Language Learning in Virtual Reality
Brendan Ly ’22; Advisor: Franny Brogan
Virtual reality (VR) has vast potential for language learning because VR has the ability to simulate an educational and social learning environment without requiring a teacher facilitator. While VR programs focused on second language acquisition (SLA) have been developed, to the best of our knowledge scholars have yet to evaluate their efficacy through the lens of contemporary SLA literature. This project assesses the successes and failures of VR in simulating conditions, tasks, and/or environments that are conducive to language learning, as set forth by contemporary research in SLA (e.g. Myles 2002, Richards 2006). This body of literature provides a foundation for juxtaposing VR-based language learning programs with successful real-life and online learning models, allowing ease of comparison and analysis between existing models and their VR counterparts.
In addition to evaluating the current landscape, this project suggests ways in which VR-based programs can improve and even offer a better alternative to their non-VR counterparts. For example, VR can simulate the cultural context of a language without the need to travel. However, despite its potential, VR technology is still in infantile stages. Although there are immediate improvements that can be made for current programs, the future prospects are unclear. Despite this, studying examining SLA and VR in tandem is paramount in testing these limits and determining these future prospects.

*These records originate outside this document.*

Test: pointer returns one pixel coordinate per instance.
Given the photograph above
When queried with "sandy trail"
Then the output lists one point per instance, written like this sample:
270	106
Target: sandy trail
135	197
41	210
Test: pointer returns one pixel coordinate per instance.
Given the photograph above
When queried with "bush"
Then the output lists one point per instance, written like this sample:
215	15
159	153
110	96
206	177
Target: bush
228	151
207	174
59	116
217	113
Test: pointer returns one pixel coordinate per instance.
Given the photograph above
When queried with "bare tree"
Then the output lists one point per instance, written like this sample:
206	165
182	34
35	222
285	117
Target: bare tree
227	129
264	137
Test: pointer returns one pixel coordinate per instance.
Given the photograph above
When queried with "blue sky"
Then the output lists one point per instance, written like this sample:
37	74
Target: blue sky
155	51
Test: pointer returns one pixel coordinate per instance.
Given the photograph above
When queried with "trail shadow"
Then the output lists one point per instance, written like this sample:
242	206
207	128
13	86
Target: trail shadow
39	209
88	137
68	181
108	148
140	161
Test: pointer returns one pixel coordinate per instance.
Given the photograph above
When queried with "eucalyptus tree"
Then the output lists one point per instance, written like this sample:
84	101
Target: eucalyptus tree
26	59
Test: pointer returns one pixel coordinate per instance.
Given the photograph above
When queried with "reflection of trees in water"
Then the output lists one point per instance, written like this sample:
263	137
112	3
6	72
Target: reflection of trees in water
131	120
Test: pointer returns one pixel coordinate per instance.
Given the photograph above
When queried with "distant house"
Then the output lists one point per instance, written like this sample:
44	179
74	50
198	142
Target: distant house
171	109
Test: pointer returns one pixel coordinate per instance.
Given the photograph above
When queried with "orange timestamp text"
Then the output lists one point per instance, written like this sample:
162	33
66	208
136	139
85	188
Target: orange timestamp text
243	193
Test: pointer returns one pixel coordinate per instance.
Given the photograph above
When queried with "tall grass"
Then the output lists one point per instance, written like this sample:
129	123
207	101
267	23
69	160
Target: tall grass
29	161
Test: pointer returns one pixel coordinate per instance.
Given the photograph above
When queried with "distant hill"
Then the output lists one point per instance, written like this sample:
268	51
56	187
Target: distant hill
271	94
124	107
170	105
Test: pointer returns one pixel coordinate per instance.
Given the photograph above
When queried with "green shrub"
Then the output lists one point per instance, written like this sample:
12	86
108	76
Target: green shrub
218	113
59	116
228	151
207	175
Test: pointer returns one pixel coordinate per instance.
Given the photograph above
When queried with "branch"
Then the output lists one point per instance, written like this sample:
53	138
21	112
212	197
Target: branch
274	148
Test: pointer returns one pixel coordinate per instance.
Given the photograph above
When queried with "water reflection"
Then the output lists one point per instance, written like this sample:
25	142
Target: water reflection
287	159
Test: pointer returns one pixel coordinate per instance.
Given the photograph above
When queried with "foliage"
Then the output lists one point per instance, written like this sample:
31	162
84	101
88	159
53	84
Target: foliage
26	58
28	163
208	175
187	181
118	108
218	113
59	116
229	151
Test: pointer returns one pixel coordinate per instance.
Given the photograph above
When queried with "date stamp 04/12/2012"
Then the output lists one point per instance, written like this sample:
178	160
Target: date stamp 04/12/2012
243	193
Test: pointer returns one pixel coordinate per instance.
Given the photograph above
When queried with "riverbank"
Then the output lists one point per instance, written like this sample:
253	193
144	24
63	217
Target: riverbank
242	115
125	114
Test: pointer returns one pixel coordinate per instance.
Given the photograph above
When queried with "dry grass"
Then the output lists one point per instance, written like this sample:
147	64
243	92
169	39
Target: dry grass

“Don’t Take That Tone With Me”: Linguistic Variation and Disciplinary Action on African American and Latinx Children in Educational Settings
Emily Vomas ’22 and Jade Hill ‘20; Advisor: Nicole Holliday
African American and Latinx children are disproportionately likely to be suspended or expelled from school for “subjective behavioral infractions” such as being “loud, unruly, or unmanageable” (Crenshaw et. al 2015). This research project aims to understand how and why black and Latinx students are subject to such linguistic discrimination that leads to discipline by addressing the following:
- What patterns of ethnolinguistic feature use exist for a community of 14-18 year old black and Latinx high school students? In what ways do patterns of use of several AAL and Chicano English (CE) features vary systematically?
- What is the relationship between use of such features and experiences in school disciplinary systems?
In order to obtain data for exploring both production and perception, we collected data from 28 high school students who participated in the PAYS program at Pomona. Participants were recorded in casual situations as well as in reading tasks, and their salient ethnolinguistic features were identified. They were interviewed about their attitudes towards school and experiences with discipline inside and outside the classroom. This data was then qualitatively coded to examine student experiences of linguistic discrimination, then quantitatively coded for features of AAL and CE. Preliminary results indicate a relationship between use of such features and experiences of linguistic discrimination in school.